Glossary

Co-signer

Also known as: cosigner, co-applicant

A co-signer is a person who agrees to be equally responsible for a loan along with the primary borrower. If the primary borrower fails to pay, the co-signer is legally obligated to repay. Co-signers are typically used when the primary borrower doesn't qualify on their own credit or income, and a creditworthy co-signer can unlock approval or better terms.

A co-signer is fully on the hook for the loan, just like the primary borrower. If you co-sign for someone, the loan affects your credit just as if you’d taken it yourself: the lender reports the account to the bureaus under your name, late payments hit your score, and you’re legally liable for the full balance.

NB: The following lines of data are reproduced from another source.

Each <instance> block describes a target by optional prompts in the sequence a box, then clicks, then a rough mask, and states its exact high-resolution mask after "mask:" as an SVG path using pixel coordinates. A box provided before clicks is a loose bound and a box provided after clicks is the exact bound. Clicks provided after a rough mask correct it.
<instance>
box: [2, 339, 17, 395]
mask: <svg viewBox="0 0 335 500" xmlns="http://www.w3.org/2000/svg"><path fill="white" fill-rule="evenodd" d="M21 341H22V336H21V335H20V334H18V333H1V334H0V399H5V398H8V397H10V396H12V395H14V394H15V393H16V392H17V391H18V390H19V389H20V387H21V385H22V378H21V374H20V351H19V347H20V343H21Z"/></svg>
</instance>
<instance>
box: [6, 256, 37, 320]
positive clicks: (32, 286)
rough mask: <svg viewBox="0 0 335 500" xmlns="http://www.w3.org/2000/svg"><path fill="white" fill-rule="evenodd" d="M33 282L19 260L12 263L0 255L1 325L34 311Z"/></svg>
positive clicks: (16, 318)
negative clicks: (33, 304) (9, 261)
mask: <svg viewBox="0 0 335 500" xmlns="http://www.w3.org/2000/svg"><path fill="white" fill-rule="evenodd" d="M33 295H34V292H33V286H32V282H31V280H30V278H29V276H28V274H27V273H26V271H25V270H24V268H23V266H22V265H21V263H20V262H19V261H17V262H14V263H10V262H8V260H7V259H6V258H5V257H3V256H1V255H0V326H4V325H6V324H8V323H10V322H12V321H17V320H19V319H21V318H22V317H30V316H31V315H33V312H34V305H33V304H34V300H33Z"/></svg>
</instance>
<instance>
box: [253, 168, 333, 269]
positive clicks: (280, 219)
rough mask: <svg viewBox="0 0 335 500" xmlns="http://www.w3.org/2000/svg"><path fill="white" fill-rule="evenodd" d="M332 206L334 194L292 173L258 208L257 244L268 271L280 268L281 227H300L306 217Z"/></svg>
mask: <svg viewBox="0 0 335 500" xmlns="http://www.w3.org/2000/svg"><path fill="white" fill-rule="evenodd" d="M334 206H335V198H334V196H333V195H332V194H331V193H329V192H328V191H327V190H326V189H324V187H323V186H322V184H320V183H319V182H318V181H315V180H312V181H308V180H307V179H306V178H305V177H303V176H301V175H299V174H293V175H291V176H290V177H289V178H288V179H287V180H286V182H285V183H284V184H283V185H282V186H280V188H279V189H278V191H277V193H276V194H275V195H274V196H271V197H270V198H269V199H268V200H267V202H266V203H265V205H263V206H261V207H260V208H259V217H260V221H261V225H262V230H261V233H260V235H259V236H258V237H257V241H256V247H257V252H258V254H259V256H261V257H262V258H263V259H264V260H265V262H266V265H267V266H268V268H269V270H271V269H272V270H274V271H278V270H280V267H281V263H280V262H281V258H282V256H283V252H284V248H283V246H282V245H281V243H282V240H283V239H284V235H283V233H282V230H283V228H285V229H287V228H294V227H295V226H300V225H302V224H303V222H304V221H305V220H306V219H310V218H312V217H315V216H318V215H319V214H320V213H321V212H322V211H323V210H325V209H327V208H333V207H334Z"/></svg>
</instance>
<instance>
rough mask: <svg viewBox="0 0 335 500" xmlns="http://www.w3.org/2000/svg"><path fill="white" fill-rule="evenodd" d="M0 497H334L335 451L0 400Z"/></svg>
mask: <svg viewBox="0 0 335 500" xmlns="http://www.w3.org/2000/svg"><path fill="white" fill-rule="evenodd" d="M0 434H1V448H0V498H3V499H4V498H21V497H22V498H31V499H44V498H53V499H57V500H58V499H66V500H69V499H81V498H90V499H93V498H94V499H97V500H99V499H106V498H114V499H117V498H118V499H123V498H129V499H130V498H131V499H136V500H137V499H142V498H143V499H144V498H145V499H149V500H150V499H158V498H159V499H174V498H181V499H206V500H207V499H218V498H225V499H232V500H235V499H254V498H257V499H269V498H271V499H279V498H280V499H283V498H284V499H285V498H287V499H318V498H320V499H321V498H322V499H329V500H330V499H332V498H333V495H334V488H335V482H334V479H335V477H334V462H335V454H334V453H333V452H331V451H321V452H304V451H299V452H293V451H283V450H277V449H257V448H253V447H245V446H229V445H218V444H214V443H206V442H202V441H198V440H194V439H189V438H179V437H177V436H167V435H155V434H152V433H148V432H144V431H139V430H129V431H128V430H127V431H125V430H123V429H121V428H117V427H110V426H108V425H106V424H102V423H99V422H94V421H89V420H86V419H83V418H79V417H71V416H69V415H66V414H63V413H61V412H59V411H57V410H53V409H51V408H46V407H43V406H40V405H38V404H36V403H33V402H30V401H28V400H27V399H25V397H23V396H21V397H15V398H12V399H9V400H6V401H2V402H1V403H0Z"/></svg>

How co-signing affects underwriting

Lenders look at the stronger of the two credit profiles when underwriting a co-signed loan. So if the primary borrower has a 580 FICO and the co-signer has a 750 FICO, the lender prices the loan closer to the 750 borrower’s risk.

This can dramatically change the math:

  • $5,000 loan with a 580 FICO solo: maybe declined, or approved at 100%+ APR
  • Same $5,000 loan with a 750 FICO co-signer: likely approved at 15-25% APR

For people who don’t qualify on their own — recent graduates with no credit history, borrowers rebuilding from major events — a co-signer can be the difference between getting credit and not.

The risks for the co-signer

Co-signing is essentially making yourself a backup borrower. The risks:

  • The loan appears on your credit report and affects your DTI for your own future borrowing
  • Late payments by the primary borrower hit your credit
  • If the primary defaults, you’re legally responsible for the full balance
  • Removing yourself as co-signer mid-loan is rarely possible without paying off or refinancing

Don’t co-sign for someone unless you’d be comfortable paying the loan off yourself if they couldn’t. Many family relationships end badly over co-signed debts that went south.